Pyroptosis is a form of regulated cell death characterized by the formation of pores in the cell membrane, primarily composed of gasdermin D (GSDMD), leading to cell swelling, lysis, and the release of inflammatory cytokines such as IL-1β and IL-18. Research indicates that the high mobility group box-1 protein (HMGB1) signaling is activated during heat stroke, leading to cell pyroptosis. Elevated levels of HMGB1 are consistently observed in patients with heat stroke who exhibit significantly higher mortality rates (Lu et al., 2004; Tong et al., 2011; Dehbi et al., 2012). Endothelial cells cultured at 43°C exhibit cytoskeletal disorganization and become unclear, accompanied by cell swelling. Heat stress induces the cleavage of caspase-1 from precursor form (procaspase-1) into the active caspase-1. The levels of active caspase-1 increase progressively over a specific temperature range, peaking at 43°C, 4 h after the induction of heat stress. Heat stress-induced pyroptosis in human umbilical vein endothelial cells can be effectively mitigated by siRNA targeting GSDMD (Pei et al., 2018). Exertional heat stroke (EHS) triggers endothelial pyroptosis, leading to HMGB1 release, which enhence macrophage pyroptosis and induces immune dysregulation. Neutralizing HMGB1 antibodies significantly reduce tissue damage and systemic inflammation following EHS (Deng et al., 2018; Yu et al., 2024). Recent studies have demonstrated that exosomes derived from mesenchymal stem cells can mitigate organ damage and reduce inflammation in both cellular and animal models of heat stroke. These therapeutic effects are achieved through the inhibition of the HMGB1/NLRP3 inflammasome activation and the pyroptosis pathway. Additionally, miR-548x-3p plays a crucial role in these processes (Wang et al., 2022; Pei et al., 2023).

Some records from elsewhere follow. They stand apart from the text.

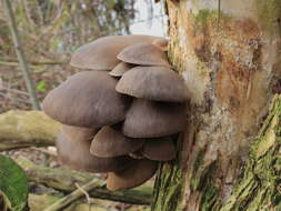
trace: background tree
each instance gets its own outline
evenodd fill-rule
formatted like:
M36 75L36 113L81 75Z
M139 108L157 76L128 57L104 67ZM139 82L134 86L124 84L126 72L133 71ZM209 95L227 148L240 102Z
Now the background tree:
M281 2L165 2L169 57L191 98L180 155L161 167L152 210L280 209L280 103L279 123L265 125L274 138L255 138L280 92Z

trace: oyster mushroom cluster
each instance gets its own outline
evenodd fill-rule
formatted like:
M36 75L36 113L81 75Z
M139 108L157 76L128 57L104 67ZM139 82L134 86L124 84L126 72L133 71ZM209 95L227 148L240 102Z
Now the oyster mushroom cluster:
M167 44L159 37L111 36L77 50L71 64L87 70L43 100L44 112L62 123L62 163L107 172L108 189L121 190L149 180L157 161L174 159L171 135L184 128L188 94Z

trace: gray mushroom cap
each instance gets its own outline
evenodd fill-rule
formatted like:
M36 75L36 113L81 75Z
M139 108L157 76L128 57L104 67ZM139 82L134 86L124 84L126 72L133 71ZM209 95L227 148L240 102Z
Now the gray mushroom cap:
M80 47L72 56L70 64L77 68L111 70L120 61L118 53L128 46L162 38L152 36L109 36Z
M117 80L104 71L70 77L43 100L43 111L69 125L101 128L122 121L130 100L116 92Z
M129 154L143 145L143 140L129 139L120 129L103 127L91 143L91 153L100 158L111 158Z
M122 77L123 73L126 73L128 70L132 69L133 67L136 66L121 61L109 72L109 74L111 77Z
M98 133L99 129L92 128L81 128L81 127L73 127L73 125L61 125L61 131L68 139L83 141L88 140L91 141L93 137Z
M157 162L151 160L134 160L129 168L108 173L107 188L109 190L123 190L141 185L157 171Z
M164 66L170 68L164 51L152 43L136 43L124 48L118 59L140 66Z
M147 140L142 154L150 160L169 161L175 158L175 147L171 138Z
M59 160L71 169L89 172L118 171L132 163L129 157L94 157L90 153L90 144L89 140L72 140L61 132L57 140Z
M131 138L158 138L181 132L187 115L185 103L134 99L127 112L123 134Z
M184 102L188 91L183 79L164 67L136 67L118 81L116 90L136 98Z

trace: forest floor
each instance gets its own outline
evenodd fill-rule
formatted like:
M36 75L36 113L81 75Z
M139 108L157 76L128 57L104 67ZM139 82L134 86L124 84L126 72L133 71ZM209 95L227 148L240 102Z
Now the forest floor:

Ferroptosis is characterized by increased accumulated iron, lipid peroxidation and ROS levels (Xie et al., 2016; Xie et al., 2021 S.). During heat stroke, iron metabolism is disrupted, characterized by elevated iron concentrations in the damaged hippocampus and increased hepcidin levels. Notably, ferroportin 1 expression is significantly downregulated in the hippocampus (Liu et al., 2019). SIRT1-mediated p53 deacetylation can inhibit ferroptosis and alleviate heat stress-induced lung epithelial cell damage (Chen et al., 2022; Zhu et al., 2024). EHS causes an increase in serum myoglobin concentrations, which can induce acute kidney injury through ferroptosis. Baicalein, a natural flavonoid compound, can mitigate heat stress-induced renal injury by reducing the elevation of ROS caused by heat stress, accompanied by changes in ferroptosis-related proteins (Luan et al., 2023). Recent study suggested that ACSL4 was a key molecule driving rhabdomyolysis following EHS in mice. Evidence includes increased ACSL4, iron accumulation, lipid peroxidation, GPX4 decrease, and reduced survival death with ferroptosis inhibitors. Targeting ACSL4, either genetically or pharmacologically, significantly reduced muscle cell death and rhabdomyolysis biomarkers both in vitro and in vivo, suggesting ACSL4 inhibition is a promising therapeutic strategy to prevent EHS-induced rhabdomyolysis (He et al., 2022). Currently, research on the impact of heat stress on ferroptosis in endothelial cells remains limited.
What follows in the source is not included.